“You are angry,” he said with great calm, a perfect contrast to the anger that surged through her. “Perhaps we can speak of this another time when you have calmed down?”
“There will be no other time. I am your wife, and it is time you started treating me as such. For all your talk of doing the right thing so as not to cause a scandal, how do you think it will look if people find out the way I have been treated? The wayyouhave treatedme!”
Benedict closed his eyes tightly and rubbed them, and she could see him trying to control his temper.
Selina had not meant to come in here angry, but that was the state of things, and there was little to be done about it now. Benedict, however, was responding to her anger with a forced calmness that she was grateful for.

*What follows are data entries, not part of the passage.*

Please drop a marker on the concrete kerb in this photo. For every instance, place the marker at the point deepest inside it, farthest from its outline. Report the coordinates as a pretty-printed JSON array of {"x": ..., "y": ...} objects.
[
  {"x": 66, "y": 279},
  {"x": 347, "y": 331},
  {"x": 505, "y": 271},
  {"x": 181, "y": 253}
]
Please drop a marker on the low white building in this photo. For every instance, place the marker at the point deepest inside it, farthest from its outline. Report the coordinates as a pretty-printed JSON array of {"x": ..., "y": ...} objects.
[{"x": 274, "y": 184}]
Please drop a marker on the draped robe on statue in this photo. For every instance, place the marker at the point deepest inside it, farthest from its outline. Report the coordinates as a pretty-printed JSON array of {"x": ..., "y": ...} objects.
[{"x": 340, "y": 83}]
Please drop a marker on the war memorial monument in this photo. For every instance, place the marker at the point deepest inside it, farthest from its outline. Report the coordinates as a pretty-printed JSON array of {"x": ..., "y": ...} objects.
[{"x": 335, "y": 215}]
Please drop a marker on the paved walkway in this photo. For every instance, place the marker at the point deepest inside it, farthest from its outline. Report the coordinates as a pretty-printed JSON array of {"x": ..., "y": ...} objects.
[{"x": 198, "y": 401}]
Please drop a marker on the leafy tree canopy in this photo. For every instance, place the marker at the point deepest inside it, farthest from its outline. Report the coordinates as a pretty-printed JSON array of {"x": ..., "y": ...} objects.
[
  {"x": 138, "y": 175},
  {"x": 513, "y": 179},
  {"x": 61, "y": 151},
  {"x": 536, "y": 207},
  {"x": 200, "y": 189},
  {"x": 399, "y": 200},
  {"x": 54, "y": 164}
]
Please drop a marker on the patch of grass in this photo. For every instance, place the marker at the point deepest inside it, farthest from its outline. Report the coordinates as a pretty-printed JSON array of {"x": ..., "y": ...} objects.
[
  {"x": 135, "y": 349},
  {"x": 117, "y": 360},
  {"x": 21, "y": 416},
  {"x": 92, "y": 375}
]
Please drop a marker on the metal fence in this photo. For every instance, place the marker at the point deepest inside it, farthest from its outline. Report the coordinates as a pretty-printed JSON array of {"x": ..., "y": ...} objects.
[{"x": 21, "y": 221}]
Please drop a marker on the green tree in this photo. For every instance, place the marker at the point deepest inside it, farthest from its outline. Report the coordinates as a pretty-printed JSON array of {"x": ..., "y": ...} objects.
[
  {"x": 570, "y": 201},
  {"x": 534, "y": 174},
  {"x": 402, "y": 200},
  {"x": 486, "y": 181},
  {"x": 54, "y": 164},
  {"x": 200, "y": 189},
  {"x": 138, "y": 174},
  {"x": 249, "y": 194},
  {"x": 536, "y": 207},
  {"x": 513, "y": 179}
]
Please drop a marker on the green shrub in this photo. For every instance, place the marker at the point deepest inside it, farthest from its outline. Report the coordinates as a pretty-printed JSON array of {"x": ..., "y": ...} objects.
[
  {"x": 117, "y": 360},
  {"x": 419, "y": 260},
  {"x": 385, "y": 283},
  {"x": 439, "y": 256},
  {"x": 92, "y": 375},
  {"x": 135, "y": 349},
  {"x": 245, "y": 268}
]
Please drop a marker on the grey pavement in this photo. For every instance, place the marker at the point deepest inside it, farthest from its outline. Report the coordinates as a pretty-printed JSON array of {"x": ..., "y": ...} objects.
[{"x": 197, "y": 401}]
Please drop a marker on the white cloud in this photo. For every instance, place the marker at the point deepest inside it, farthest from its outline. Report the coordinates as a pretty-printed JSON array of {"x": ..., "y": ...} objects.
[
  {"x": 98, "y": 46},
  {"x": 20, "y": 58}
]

“All I have done is give you space,” he tried to explain, forcing himself not to look at her. “After these past few days, I thought you might need it.”
“You have avoided me on purpose,” she snapped. “And I do not know why.”
“To think,” he tried.
“To think about what!” She threw her hands in the air, her anger not abating. “As much as neither of us wish it, we are married now, Benedict. It has happened, and avoiding the topic will not make it go away.”
“It is not so simple as that, although I wish it was.”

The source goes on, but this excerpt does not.